IBM’s global data platform solution powered by Spectrum Scale offers a framework of four essential and differentiated data services. Data Access Services, Data Caching Services, Data Management Services and Data Security Services.
IBM's global data platform offers a comprehensive data services framework for unstructured file and object data.
- Data Access Services – unified shared file and object data access to any unstructured data storage system
- Data Caching Services – Getting the right data to the right application at the right time, without making unnecessary copies of data
- Data Management Services – Continuous scanning and cataloging all unstructured data to provide visibility, control, and automation of an organizations policies regarding governance, compliance and retention of file and object data
- Data Security Services – Comprehensive tools and capabilities to identify and detect threats to protect an organizations file and object data with essential response and recovery capabilities when security breaches occur.
Data Access Services
Access to the same data, at the same time, using whichever protocol the workload requires
Organizations have a variety of use cases, workloads, and applications to run. Therefore, a global data platform must “speak the language” of each application. Data access must be “multi-lingual” meaning some applications will create and access data with a certain protocol, and others may require access to the same data with a different protocol.

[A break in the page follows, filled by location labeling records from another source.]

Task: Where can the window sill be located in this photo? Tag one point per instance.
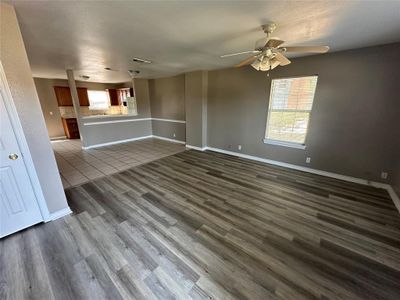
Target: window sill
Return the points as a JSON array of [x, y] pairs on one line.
[[285, 144]]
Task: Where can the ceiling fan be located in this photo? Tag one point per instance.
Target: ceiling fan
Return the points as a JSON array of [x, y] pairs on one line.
[[271, 54]]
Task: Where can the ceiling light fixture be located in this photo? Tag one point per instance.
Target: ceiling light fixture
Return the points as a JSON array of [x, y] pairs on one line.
[[141, 61]]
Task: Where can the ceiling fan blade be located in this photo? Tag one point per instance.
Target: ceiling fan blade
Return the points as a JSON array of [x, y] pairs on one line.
[[282, 59], [310, 49], [247, 61], [240, 53], [273, 43]]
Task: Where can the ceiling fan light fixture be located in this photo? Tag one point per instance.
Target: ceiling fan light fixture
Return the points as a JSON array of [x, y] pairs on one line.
[[141, 61], [84, 77]]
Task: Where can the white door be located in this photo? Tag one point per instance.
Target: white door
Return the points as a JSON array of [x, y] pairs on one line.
[[18, 204]]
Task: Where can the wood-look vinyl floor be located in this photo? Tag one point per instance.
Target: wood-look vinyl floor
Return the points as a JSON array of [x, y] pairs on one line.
[[203, 225]]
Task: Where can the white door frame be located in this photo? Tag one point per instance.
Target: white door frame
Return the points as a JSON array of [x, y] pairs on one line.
[[19, 133]]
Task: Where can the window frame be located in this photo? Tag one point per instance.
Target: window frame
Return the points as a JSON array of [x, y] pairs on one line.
[[108, 98], [287, 143]]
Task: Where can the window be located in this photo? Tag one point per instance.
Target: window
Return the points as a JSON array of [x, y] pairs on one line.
[[98, 100], [289, 111]]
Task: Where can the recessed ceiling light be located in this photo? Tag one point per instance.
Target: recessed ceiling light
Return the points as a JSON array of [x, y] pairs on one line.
[[142, 61]]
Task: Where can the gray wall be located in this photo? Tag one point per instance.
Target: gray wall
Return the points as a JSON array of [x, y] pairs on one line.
[[196, 108], [19, 77], [354, 122], [396, 179], [167, 101], [111, 132]]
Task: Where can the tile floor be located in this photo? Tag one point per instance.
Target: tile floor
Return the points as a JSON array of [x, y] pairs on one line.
[[77, 166]]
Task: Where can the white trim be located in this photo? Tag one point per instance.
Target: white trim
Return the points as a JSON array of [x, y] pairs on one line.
[[57, 138], [284, 144], [130, 120], [169, 120], [117, 142], [116, 121], [19, 133], [60, 213], [300, 168], [394, 196], [196, 148], [168, 139]]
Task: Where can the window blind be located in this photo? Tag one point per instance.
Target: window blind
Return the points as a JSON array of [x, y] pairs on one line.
[[98, 100], [289, 109]]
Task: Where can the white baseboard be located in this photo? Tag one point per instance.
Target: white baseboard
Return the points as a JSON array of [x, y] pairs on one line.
[[196, 148], [117, 142], [168, 139], [385, 186], [394, 196], [300, 168], [59, 214]]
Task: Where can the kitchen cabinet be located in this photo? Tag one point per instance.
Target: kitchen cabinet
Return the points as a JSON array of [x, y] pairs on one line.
[[64, 98], [71, 128]]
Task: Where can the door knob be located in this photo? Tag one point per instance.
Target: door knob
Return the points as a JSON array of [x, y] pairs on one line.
[[13, 156]]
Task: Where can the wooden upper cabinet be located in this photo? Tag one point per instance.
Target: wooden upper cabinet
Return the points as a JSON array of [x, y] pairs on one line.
[[113, 96], [83, 96], [64, 98]]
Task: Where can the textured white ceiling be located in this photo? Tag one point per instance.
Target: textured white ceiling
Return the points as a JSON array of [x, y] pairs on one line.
[[182, 36]]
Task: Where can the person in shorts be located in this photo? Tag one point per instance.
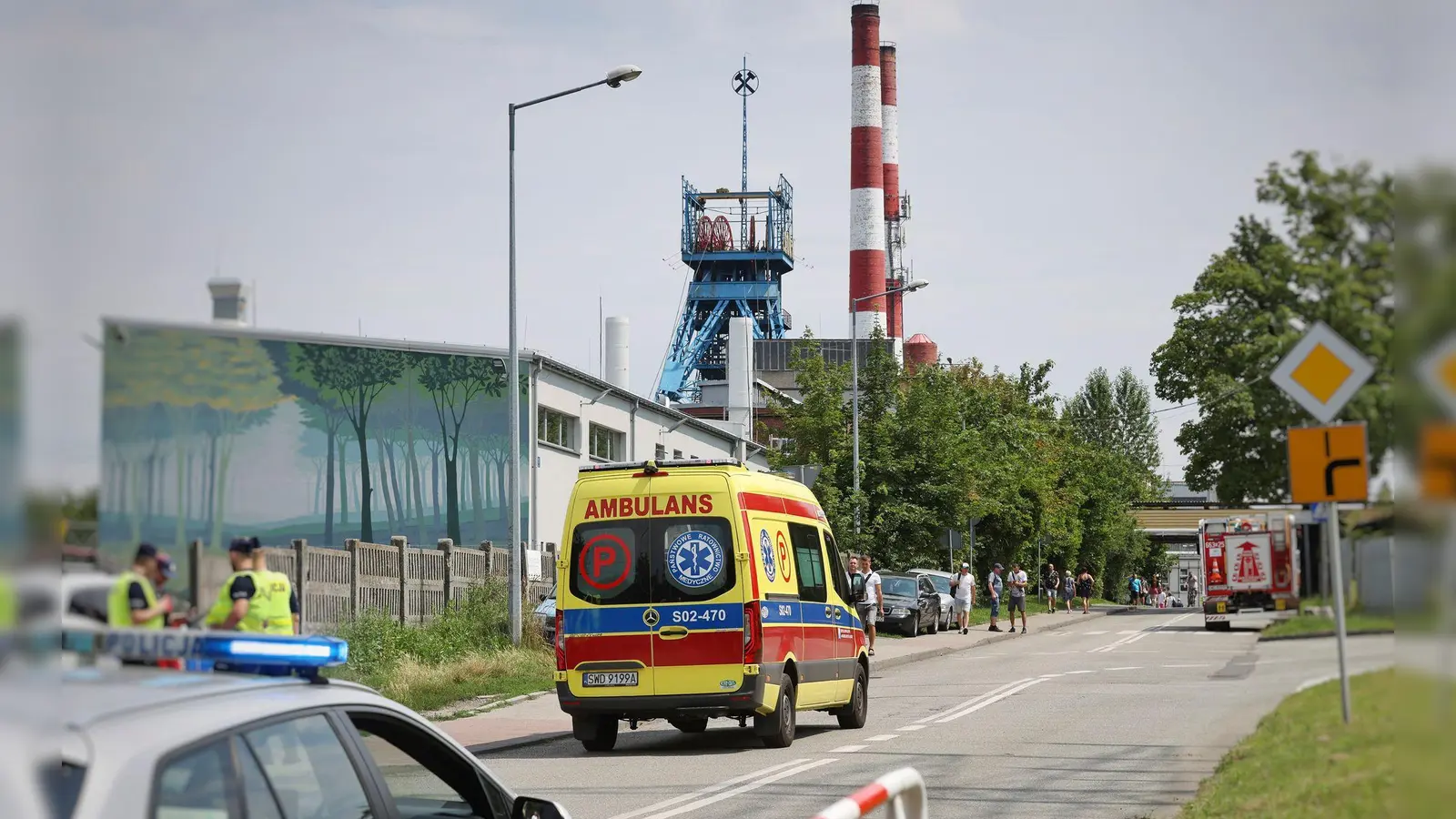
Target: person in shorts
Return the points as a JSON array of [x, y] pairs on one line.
[[965, 598], [1018, 596], [994, 583], [873, 610]]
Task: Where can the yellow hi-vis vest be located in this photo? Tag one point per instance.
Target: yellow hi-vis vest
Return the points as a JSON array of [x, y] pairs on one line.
[[118, 606], [278, 618], [9, 605], [257, 605]]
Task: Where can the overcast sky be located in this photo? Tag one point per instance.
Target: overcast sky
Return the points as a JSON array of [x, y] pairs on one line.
[[1072, 165]]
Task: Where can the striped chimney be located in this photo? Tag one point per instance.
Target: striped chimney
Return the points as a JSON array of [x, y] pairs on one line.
[[866, 181], [890, 138]]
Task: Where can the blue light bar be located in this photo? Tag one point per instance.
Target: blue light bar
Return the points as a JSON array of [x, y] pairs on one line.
[[230, 651]]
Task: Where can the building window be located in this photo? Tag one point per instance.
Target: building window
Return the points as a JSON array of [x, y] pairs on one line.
[[557, 429], [606, 443]]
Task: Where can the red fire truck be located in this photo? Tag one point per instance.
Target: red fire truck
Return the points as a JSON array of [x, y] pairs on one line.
[[1249, 564]]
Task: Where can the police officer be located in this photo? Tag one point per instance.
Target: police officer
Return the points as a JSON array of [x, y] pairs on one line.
[[133, 601], [242, 602], [283, 602]]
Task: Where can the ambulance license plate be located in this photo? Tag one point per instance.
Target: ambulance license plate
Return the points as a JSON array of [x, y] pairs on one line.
[[608, 680]]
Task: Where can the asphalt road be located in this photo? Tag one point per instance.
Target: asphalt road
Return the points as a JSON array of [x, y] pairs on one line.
[[1116, 717]]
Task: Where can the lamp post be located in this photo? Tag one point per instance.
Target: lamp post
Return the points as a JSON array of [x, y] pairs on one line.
[[513, 475], [854, 356]]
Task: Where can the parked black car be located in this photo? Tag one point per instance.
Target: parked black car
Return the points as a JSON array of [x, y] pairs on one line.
[[912, 603]]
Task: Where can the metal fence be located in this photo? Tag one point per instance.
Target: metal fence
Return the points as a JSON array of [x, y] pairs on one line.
[[400, 581]]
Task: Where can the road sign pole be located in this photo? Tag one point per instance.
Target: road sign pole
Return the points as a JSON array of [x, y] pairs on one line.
[[1339, 581]]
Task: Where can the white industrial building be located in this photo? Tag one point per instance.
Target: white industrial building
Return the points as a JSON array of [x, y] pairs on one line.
[[580, 419]]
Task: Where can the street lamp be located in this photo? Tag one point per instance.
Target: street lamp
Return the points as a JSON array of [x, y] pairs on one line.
[[613, 79], [854, 354]]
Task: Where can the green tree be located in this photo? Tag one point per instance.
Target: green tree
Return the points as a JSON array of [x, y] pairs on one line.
[[1330, 261], [453, 383], [354, 376]]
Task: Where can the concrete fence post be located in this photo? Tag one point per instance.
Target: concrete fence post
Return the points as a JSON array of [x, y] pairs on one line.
[[194, 573], [448, 547], [300, 581], [402, 544], [353, 547]]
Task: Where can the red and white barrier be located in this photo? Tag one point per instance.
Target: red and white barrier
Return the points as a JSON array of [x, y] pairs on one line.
[[900, 792]]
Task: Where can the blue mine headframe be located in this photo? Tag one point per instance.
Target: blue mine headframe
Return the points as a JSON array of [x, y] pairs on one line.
[[733, 276]]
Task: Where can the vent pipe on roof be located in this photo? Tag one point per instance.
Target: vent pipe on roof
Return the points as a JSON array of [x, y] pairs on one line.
[[229, 302], [616, 365]]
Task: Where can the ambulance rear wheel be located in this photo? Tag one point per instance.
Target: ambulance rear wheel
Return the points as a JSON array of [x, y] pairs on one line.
[[855, 713], [776, 729], [689, 724], [606, 734]]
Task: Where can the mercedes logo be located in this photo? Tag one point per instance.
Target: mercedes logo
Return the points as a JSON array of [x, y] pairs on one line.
[[744, 82]]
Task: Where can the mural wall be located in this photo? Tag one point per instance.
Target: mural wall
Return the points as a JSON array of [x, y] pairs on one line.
[[210, 435]]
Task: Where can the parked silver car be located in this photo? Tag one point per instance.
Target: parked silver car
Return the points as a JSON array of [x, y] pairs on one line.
[[943, 584]]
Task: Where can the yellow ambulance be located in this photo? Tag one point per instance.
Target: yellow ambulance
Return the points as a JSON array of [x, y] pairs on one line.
[[701, 589]]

For example, an Enterprise IT application may require NFS to access the data, whereas an AL/ML application may need high performance and require S3 or POSIX. Traditionally, those workloads would be unable to speak to each other. The global data platform eliminates this by providing multiprotocol data access. In this case, data can be written with NFS and accessed by S3.
Data Caching Services
A global data platform must provide data access independent from where the data resides -without creating copies of the data. For example, when cloud-native applications require high performance access to data stored in an S3 bucket, a global data platform transparently executes “vertical data caching” and automatically fetches the data. Likewise, for cloud-bursting or data collaboration use cases, the global data platform transparently executes “horizontal data caching”, making data available to public cloud infrastructure or other locations. Again – without copying the data and acting as a local cache.
- Data Virtualization Services: Integrate legacy file and object data stores into a single file system to breakdown legacy data silos, creating a High-Performance Tier for analytics
- Data Collaboration Services: Integrate legacy file and object data stores into a single file system to breakdown legacy data silos, also creating a High-Performance Tier for analytics
- Hybrid Cloud Bursting Services: Enabling bursting to public cloud or remote sites enabling access to all data at a home site, while fetching data transparently either pre-fetched or on demand
- Data Resiliency Services: Enabling a disaster Recovery solution for business continuity including active-passive site relationship with failover and automatic data reconciliation on failback
Data Management Services
A global data platform must provide visibility, control and automation facilitating data orchestration and policy-driven data life cycle management. With the diverse IT infrastructure options mentioned earlier, finding the correct data for the business analytics, machine learning and AI use cases can become extremely challenging.